Sunday, June 23, 2024

Well, You Can Always Be a Bad Example

The Lens, Could the Mississippi River benefit from Chesapeake Bay’s strategy to improve water quality?

As environmental groups and policy analysts in the Mississippi River basin seek solutions to shrink a massive “dead zone” that forms off the coast of Louisiana each year, they have looked to a regional clean-up program in the Chesapeake Bay as a model.

A key component of that effort, known as the Chesapeake Bay Program, is regulation.

For nearly 15 years, it’s included a legally enforceable, multi-state pollution quota — one of a select few in the nation. This “total maximum daily load” aims to reduce the amount of nutrients, like phosphorus and nitrogen, that run off into the Bay’s waters.

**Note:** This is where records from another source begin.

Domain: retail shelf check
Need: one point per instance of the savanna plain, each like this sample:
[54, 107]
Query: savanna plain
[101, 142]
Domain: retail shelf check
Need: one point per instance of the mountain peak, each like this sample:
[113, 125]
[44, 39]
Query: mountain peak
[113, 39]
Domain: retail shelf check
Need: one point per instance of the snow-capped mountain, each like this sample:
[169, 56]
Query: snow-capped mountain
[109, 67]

Too much of chemicals that derive from these elements, commonly used to grow crops and fertilize lawns, can cause algae blooms and die-offs that rob waters of oxygen and suffocate aquatic life.

But the Bay program’s scientific advisors recently noted the strategy is imperfect.

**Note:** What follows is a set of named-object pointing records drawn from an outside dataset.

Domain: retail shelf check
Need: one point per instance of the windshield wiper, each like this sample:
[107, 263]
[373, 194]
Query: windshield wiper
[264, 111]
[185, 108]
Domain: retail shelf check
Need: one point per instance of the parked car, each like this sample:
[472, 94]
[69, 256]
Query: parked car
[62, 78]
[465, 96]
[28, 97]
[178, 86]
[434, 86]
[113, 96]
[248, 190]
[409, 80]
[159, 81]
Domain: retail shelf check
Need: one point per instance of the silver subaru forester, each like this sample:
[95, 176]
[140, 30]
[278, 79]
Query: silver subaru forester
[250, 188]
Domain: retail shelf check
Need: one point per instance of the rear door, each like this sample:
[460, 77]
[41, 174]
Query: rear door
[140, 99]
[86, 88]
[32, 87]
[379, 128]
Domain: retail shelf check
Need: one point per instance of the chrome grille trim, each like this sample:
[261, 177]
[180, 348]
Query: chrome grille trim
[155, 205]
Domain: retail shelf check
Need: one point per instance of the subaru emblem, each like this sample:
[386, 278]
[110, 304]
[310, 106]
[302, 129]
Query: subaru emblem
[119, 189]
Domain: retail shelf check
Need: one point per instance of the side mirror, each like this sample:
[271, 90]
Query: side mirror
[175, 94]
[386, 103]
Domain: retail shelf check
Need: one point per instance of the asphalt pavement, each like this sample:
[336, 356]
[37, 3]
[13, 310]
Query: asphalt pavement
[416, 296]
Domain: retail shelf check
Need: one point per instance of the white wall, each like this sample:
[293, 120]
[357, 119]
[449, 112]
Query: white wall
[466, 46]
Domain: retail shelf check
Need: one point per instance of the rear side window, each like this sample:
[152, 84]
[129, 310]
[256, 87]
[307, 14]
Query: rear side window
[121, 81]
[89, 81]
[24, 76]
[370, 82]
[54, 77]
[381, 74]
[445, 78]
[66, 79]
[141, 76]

After two missed deadlines to reduce nutrient runoff, and a third looming, Mid-Atlantic state and federal officials are reevaluating their options. . . .

So what would you learn from a program that spent the $25 Billion or so (and likely more associated costs), and achieved about 25% of its goals?  I think you'd chose a different path, almost any other.

On the other hand, the Bay Diet did succeed in the only way that matters in government. It fed a huge bureaucracy of federal, state and local government officials, who also funded a small army of academics and NGOs, who desperately need some successor program to continue the waterfall of money. 

I don't know the answer for the Mississippi, but it's a much larger, complicated system than the Bay, and I know it won't be easy. If you learn one thing from the Bay Program, it should be not to imitate it.